Chia-Jung Tsay is an Associate Professor in the UCL School of Management. Her research examines the psychological processes that influence decision making and interpersonal perception in performance contexts. She investigates the role of expertise and nonconscious biases in professional selection and advancement.
Tsay graduated Phi Beta Kappa with an A.B. in Psychology and an A.M. in History of Science from Harvard University. In other professional experience, as a classical pianist, Tsay has performed at venues including Carnegie Hall, Lincoln Center, and the U.S. Embassy. She holds degrees from the Juilliard School and the Peabody Conservatory of the Johns Hopkins University, where she later served as faculty. Tsay received a Ph.D. in Organizational Behavior and Psychology with a secondary Ph.D. field in Music from Harvard University, and previously taught at the Wharton School of the University of Pennsylvania.
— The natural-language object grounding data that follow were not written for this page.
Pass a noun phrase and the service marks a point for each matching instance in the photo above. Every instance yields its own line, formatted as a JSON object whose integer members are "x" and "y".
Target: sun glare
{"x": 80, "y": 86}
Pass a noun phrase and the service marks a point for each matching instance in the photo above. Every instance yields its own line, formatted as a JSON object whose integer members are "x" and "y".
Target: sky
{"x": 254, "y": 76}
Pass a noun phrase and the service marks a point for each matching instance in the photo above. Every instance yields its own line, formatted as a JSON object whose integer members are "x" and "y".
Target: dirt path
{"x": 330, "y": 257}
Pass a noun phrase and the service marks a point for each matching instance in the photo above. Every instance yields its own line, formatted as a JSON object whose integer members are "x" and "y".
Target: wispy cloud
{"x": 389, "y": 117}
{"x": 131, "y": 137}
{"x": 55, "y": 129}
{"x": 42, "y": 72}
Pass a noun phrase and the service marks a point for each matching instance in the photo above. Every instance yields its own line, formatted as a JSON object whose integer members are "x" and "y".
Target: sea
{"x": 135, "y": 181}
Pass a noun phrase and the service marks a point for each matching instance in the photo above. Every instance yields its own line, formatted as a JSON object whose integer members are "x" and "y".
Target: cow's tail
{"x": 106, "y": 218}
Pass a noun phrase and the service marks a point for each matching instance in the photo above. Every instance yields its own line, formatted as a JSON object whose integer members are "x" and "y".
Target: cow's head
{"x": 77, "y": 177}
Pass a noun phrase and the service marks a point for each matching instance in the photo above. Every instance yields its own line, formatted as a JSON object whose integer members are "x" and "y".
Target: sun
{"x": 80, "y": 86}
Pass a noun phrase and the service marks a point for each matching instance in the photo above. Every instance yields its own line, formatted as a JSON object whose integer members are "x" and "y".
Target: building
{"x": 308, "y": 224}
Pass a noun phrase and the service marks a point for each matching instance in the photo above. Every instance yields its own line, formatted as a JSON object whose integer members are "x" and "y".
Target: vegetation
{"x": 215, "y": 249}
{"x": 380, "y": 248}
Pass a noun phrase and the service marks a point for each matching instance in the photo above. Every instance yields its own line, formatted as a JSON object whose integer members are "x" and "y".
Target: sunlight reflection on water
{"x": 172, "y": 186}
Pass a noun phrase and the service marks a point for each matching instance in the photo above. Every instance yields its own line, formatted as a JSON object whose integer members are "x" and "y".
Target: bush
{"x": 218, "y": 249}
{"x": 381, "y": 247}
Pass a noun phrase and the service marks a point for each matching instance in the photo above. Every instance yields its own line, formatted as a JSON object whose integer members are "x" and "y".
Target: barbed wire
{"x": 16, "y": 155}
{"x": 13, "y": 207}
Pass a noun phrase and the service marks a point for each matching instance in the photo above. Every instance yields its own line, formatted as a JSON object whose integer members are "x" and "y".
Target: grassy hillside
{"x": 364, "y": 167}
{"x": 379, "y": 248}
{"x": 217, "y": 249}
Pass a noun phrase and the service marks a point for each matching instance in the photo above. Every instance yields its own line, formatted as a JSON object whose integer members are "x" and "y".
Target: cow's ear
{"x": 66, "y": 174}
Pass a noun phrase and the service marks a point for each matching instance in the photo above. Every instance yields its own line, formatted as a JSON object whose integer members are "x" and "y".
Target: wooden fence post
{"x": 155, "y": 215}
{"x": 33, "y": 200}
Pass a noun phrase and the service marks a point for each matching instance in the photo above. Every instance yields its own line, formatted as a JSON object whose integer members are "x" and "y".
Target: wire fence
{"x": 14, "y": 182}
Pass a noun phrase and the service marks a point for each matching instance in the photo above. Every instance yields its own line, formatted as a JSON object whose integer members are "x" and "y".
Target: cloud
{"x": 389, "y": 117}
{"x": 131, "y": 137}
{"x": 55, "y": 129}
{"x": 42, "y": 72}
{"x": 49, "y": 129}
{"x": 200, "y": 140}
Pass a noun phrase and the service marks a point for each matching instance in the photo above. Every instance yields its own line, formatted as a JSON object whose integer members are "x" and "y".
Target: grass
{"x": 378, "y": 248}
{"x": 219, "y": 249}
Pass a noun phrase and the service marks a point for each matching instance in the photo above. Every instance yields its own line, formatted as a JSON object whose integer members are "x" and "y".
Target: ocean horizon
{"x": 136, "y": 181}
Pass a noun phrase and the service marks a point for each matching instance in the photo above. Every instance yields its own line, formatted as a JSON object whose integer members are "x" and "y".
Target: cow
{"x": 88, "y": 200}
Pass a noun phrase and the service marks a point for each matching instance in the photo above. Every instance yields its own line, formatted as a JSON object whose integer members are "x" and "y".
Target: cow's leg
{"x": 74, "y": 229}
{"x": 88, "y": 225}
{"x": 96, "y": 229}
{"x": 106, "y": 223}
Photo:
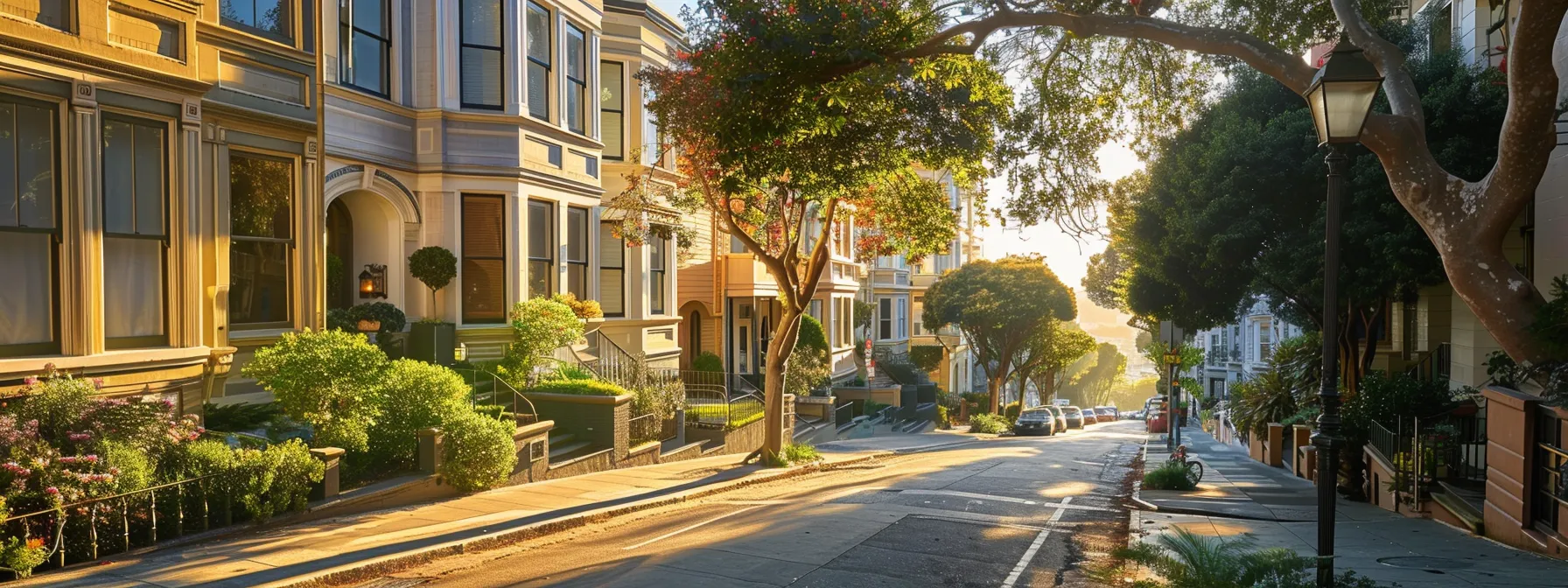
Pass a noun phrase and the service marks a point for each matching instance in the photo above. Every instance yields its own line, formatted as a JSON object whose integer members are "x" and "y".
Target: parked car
{"x": 1062, "y": 417}
{"x": 1074, "y": 416}
{"x": 1035, "y": 421}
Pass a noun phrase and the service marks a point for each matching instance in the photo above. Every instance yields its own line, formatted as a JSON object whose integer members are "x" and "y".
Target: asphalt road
{"x": 1010, "y": 512}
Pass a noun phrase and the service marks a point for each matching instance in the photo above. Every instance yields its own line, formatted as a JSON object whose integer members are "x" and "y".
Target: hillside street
{"x": 1013, "y": 512}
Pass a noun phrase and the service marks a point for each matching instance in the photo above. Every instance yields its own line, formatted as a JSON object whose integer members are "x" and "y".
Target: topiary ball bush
{"x": 811, "y": 336}
{"x": 414, "y": 396}
{"x": 708, "y": 361}
{"x": 479, "y": 452}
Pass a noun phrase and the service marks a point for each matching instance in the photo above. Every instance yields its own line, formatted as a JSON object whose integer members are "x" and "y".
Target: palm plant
{"x": 1187, "y": 560}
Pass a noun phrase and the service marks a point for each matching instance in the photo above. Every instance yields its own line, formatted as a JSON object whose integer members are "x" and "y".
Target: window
{"x": 265, "y": 18}
{"x": 657, "y": 253}
{"x": 612, "y": 271}
{"x": 29, "y": 234}
{"x": 261, "y": 218}
{"x": 364, "y": 35}
{"x": 538, "y": 61}
{"x": 576, "y": 79}
{"x": 885, "y": 318}
{"x": 612, "y": 108}
{"x": 136, "y": 195}
{"x": 483, "y": 259}
{"x": 542, "y": 248}
{"x": 904, "y": 318}
{"x": 578, "y": 253}
{"x": 480, "y": 53}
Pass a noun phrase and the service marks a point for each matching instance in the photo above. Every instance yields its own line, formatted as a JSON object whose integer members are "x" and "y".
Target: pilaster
{"x": 187, "y": 317}
{"x": 82, "y": 259}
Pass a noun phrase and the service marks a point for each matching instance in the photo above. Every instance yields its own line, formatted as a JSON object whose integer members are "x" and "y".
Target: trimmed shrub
{"x": 324, "y": 378}
{"x": 414, "y": 396}
{"x": 708, "y": 361}
{"x": 988, "y": 424}
{"x": 538, "y": 326}
{"x": 811, "y": 336}
{"x": 1170, "y": 475}
{"x": 592, "y": 388}
{"x": 480, "y": 452}
{"x": 927, "y": 356}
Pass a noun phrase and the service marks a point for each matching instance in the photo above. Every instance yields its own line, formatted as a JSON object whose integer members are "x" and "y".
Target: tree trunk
{"x": 780, "y": 350}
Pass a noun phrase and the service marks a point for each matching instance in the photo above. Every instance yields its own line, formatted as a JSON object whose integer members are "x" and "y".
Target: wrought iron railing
{"x": 1550, "y": 483}
{"x": 115, "y": 524}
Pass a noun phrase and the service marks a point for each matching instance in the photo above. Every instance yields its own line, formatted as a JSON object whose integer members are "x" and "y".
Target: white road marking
{"x": 970, "y": 496}
{"x": 1040, "y": 540}
{"x": 686, "y": 528}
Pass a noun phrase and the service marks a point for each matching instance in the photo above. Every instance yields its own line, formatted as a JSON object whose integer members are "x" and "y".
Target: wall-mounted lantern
{"x": 374, "y": 281}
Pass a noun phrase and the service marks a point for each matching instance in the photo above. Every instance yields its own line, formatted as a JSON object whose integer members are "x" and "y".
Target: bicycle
{"x": 1194, "y": 467}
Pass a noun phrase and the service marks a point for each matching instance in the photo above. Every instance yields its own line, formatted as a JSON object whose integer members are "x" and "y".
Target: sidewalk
{"x": 1267, "y": 507}
{"x": 344, "y": 546}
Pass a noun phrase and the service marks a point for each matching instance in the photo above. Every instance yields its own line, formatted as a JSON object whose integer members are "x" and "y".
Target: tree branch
{"x": 1528, "y": 136}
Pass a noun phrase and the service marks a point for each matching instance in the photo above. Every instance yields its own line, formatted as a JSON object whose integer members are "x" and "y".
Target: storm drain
{"x": 1424, "y": 564}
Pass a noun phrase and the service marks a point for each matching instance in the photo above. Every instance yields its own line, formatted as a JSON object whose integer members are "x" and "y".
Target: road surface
{"x": 993, "y": 513}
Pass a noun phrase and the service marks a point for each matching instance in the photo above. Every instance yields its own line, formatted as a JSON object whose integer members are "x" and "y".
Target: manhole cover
{"x": 1427, "y": 564}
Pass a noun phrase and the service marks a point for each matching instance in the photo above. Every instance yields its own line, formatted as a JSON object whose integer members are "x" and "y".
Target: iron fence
{"x": 90, "y": 528}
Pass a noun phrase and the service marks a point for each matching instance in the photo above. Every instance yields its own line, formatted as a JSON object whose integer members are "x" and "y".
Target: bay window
{"x": 29, "y": 229}
{"x": 136, "y": 237}
{"x": 576, "y": 79}
{"x": 364, "y": 37}
{"x": 542, "y": 248}
{"x": 483, "y": 259}
{"x": 578, "y": 253}
{"x": 261, "y": 212}
{"x": 612, "y": 108}
{"x": 657, "y": 249}
{"x": 612, "y": 271}
{"x": 538, "y": 65}
{"x": 482, "y": 57}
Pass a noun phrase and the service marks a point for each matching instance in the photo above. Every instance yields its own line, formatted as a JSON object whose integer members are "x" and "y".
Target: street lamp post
{"x": 1341, "y": 96}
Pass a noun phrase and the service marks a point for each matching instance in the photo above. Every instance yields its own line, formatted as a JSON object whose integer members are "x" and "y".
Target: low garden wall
{"x": 601, "y": 421}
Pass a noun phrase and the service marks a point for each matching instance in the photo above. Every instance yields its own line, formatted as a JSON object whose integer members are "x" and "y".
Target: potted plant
{"x": 433, "y": 339}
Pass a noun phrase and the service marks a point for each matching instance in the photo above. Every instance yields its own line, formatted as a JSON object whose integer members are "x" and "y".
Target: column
{"x": 82, "y": 225}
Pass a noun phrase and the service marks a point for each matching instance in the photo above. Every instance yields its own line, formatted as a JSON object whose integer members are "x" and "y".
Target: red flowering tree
{"x": 776, "y": 154}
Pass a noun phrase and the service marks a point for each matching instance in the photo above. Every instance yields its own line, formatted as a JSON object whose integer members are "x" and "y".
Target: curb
{"x": 399, "y": 562}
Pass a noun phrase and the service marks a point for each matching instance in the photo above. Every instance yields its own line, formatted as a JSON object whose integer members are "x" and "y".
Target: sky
{"x": 1067, "y": 256}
Tsay’s work has been published in academic journals such as the Proceedings of the National Academy of Sciences, Management Science, Organizational Behavior and Human Decision Processes, Personality and Social Psychology Bulletin, and Journal of Experimental Social Psychology, and volumes such as the Academy of Management Annals, the SIOP Frontier series, and the Frontiers in Social Psychology series. Tsay has been recognized as an Association for Psychological Science (APS) Rising Star, and her primary stream of research examines the impact of visual information on judgment about performance. Tsay’s research has been featured in media outlets including ABC, APA Monitor, Ars Technica, the Atlantic, Australian, BBC, Boston Globe, Business Insider, CBC, Economist, Daily Mail, Der Spiegel, Der Standard, Deutsche Welle, Die Presse, Die Welt, Die Zeit, Discover Magazine, El País, Fast Company, Forbes, Fox Business, Gramophone, Haaretz, Harvard Business Review, Harvard Gazette, Huffington Post, International Business Times, Le Figaro, Le Monde, Le Soir, Le Temps, Los Angeles Times, Nature, NBC, New York Magazine, NPR, Psychology Today, Radio France, Salon, Scientific American, Slate, Strad, Telegraph, TIME, Times, Wall Street Journal, Wired, and WirtschaftsWoche.